Tuesday, March 29, 2011

From the heart

Once again in the gospel today Jesus raises the bar on us.

When we the of Lent, we think of penance and forgiveness. Usually, that means we do our penance we receive forgiveness. This can in some way be a sled-centered exercise.

Today's gospel once more calls us out of ourselves and reminds us of how, as creatures created in the image and likeness of God and part of the body of Christ, we are called not only to be recipients of God's forgiveness but transmitters.

Taking it one step further this gospel reminds us that this forgive me transmit cannot be pro forma, mechanical, or superficial. We must forgive "from the heart." We must forgive as God's forgives.

Forgiveness not from the heart is like the apology we were forced to make as children. We would say "I'm sorry", but in a tone that communicated anything but contrition. We say we have forgiven someone even as we are recounting for the 25th time, what they did to us. If we're telling people about it, have we really forgiven.

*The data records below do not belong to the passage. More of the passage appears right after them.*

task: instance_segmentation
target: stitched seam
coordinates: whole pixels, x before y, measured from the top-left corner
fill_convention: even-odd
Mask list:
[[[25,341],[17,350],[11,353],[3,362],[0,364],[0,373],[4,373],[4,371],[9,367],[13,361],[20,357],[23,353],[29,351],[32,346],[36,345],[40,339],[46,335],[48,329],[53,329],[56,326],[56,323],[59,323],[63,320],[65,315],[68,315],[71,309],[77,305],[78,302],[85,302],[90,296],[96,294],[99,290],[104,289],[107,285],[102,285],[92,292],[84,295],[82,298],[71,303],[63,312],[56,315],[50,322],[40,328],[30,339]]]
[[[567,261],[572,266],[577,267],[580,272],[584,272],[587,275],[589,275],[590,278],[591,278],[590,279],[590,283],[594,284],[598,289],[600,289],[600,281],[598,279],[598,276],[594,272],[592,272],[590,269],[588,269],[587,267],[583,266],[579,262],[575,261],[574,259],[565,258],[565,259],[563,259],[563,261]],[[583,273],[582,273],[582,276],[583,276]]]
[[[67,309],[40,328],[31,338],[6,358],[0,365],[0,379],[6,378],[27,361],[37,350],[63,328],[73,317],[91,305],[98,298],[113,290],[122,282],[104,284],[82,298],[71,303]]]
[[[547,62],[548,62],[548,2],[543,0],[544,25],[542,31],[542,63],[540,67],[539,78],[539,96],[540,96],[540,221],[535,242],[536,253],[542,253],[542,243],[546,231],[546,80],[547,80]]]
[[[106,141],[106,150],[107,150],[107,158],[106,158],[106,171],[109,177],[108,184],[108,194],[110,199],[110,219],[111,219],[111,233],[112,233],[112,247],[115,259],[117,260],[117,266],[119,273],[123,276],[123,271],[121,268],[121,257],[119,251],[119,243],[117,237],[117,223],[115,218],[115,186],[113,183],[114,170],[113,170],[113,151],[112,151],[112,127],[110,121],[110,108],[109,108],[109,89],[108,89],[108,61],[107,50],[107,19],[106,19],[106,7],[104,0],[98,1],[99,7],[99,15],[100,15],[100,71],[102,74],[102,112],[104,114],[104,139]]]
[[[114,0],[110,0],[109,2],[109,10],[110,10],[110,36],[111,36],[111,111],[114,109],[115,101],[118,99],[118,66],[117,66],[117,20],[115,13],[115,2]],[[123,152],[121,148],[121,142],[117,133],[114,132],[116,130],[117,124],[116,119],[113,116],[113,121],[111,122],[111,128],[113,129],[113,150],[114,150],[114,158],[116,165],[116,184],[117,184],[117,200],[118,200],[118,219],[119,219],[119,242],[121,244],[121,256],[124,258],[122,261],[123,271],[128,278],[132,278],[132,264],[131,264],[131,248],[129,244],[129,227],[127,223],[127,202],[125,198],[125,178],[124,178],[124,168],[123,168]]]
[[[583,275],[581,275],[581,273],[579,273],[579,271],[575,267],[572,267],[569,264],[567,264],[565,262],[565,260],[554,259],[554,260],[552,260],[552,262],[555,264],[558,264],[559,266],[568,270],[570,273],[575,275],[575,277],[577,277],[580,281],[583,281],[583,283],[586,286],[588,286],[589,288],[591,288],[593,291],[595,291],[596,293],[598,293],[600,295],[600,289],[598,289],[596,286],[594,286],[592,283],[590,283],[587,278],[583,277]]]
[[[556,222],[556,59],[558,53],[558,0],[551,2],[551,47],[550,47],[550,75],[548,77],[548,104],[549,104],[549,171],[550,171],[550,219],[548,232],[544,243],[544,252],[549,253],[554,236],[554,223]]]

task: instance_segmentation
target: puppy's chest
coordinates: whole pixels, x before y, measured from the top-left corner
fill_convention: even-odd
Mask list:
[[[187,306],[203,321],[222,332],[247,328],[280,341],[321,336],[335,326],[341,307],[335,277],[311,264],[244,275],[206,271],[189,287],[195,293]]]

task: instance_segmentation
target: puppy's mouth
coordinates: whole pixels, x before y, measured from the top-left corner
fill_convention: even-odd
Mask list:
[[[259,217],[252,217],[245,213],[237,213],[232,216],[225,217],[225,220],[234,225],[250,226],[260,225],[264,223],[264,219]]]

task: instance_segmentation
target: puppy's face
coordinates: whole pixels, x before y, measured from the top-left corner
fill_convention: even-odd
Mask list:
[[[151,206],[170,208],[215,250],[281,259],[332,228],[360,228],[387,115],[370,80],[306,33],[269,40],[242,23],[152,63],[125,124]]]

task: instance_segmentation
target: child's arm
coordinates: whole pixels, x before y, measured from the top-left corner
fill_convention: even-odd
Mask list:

To Jesus reminds us that it is not enough for us to acknowledge our sins and ask for forgiveness we have to give it, and give it from the heart.

Monday, March 28, 2011

Can it be so simple?

The first reading today addresses what may Christianity's most difficult marketing problem; it's too simple. All you have to do is look at the supernatural that people are attracted to, and how it is portrayed in movies.

In the first reading today we find the main character naaman the leper who walks away when he is told that all he needs to do is go down to the river and bathe. Naaman wants incantations, waving hands, and some kind grueling demand. When he is told that all he has to do is bathe in the river, he walks away. Thankfully, his servants reason with him.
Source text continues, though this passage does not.